Wanting design to be good, because good design elevates whatever it is used to assist; reading, travelling, eating, praying. Most modern designers want fame, and money, much more than they want to elevate other people's lives. They strive for originality, to do something that will make them stand out. Massimo was busy his whole career doing less. Happy with a handful of colours, four typefaces, some very fat rules, a square and a circle. These humble ingredients got reused hundreds of times to stunning effect. Showing us that originality is one thing, but utility is another, better thing.
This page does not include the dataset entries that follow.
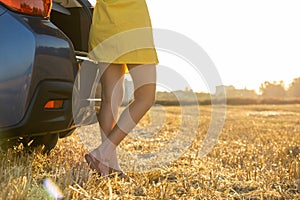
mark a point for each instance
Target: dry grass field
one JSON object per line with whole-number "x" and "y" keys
{"x": 257, "y": 156}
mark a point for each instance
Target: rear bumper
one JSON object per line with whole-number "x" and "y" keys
{"x": 40, "y": 121}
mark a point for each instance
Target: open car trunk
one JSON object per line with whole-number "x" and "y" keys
{"x": 74, "y": 18}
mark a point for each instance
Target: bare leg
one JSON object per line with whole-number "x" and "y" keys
{"x": 144, "y": 79}
{"x": 112, "y": 94}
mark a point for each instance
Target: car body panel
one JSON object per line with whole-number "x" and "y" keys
{"x": 32, "y": 50}
{"x": 38, "y": 64}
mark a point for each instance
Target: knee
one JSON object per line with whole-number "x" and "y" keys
{"x": 114, "y": 99}
{"x": 147, "y": 100}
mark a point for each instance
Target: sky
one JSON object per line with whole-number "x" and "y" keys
{"x": 249, "y": 41}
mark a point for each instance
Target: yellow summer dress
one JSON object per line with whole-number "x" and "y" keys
{"x": 121, "y": 33}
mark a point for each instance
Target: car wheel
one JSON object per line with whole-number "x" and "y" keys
{"x": 47, "y": 142}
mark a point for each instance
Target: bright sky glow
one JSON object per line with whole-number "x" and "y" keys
{"x": 249, "y": 41}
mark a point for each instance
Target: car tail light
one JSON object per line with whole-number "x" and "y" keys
{"x": 54, "y": 104}
{"x": 30, "y": 7}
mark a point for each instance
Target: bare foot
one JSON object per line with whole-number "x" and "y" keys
{"x": 95, "y": 164}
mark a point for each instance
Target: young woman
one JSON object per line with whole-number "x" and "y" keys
{"x": 121, "y": 40}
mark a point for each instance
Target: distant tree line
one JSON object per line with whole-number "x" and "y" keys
{"x": 277, "y": 89}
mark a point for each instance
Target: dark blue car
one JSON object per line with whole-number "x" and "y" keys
{"x": 38, "y": 67}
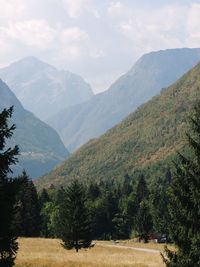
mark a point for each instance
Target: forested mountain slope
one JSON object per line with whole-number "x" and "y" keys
{"x": 42, "y": 88}
{"x": 148, "y": 76}
{"x": 150, "y": 135}
{"x": 40, "y": 146}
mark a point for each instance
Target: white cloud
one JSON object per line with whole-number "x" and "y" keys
{"x": 154, "y": 29}
{"x": 74, "y": 7}
{"x": 35, "y": 33}
{"x": 73, "y": 34}
{"x": 10, "y": 9}
{"x": 193, "y": 24}
{"x": 116, "y": 8}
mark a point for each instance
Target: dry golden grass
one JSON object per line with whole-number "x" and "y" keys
{"x": 38, "y": 252}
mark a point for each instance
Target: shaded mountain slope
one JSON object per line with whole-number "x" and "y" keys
{"x": 148, "y": 76}
{"x": 42, "y": 88}
{"x": 148, "y": 136}
{"x": 40, "y": 146}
Dear Massimo, Deyan Sudjic in his obituary said you gave America "a modern look". I doubt we'll see your like for a long time. I imagine you in Heaven, frowning at the elaborate harps.
Quentin Newark
You can easily google Vignelli's work. But this set of guidelines is rare. A magnificent example of genericisation. Or, using Vignelli's word from the brochure: prototypicification. In it he imagines two charities and every piece of communication they would ever need. One proud of its past, the other looking forwards. It shows Vignelli's design thinking in its fullest form; how the grids work, those ubiquitous fat rules, the restricted typefaces, the geometry. Even the very idea of creating generic templates, a generic identity is typical of Vignelli's urge to extend his simplifying reach beyond the organisations that he could actually design himself. As much of the world as possible should look good.